Mark Whitehead 27 January 2015

Youngest children and poor worst hit by cuts, finds report

Poorer groups have been worst affected by changes to direct taxes, benefits and tax credits despite the government's promise that the rich would carry the burden of austerity, according to a new report.

The report, from London School of Economics and the universities of Manchester and York, concludes that as a result poverty has been increasing and will get worse in the next five years.

The report also reveals that families with young children have been hit harder than any other household type under the cuts despite early rhetoric highlighting the importance of the 'foundation years'.

Real spending per child on early education, childcare and Sure Start services fell by a quarter between 2009-10 and 2012-13 and tax-benefit reforms hit families with children under five hardest.

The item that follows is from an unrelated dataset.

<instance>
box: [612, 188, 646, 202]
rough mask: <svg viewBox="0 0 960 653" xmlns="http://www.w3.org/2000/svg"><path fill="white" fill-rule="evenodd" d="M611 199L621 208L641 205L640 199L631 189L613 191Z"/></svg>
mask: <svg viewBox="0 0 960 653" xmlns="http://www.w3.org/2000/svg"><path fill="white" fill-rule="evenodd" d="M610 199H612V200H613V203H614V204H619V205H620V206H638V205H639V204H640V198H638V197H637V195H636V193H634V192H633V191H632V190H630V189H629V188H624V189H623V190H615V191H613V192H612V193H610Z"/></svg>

These overall conclusions are based on a comprehensive and authoritative analysis of policy, spending, outcomes, and trends across nine different areas of social policy.

The authors acknowledge that the coalition faced a high level of debt and current budget deficit following the global financial crisis and say that in response it made some strategic choices.

These included not cutting the NHS and schools in cash terms, increasing spending on pensions, raising the income tax threshold and cutting the top rate of tax.

Programme leader, Professor Ruth Lupton of the University of Manchester said: 'There is more to the coalition than cuts. Its major legacy may turn out to be its rapid reforms of the schools system, the NHS, and welfare benefits. But its decisions on where to cut and where to spend have limited its scope either to reduce the debt or protect the poor'.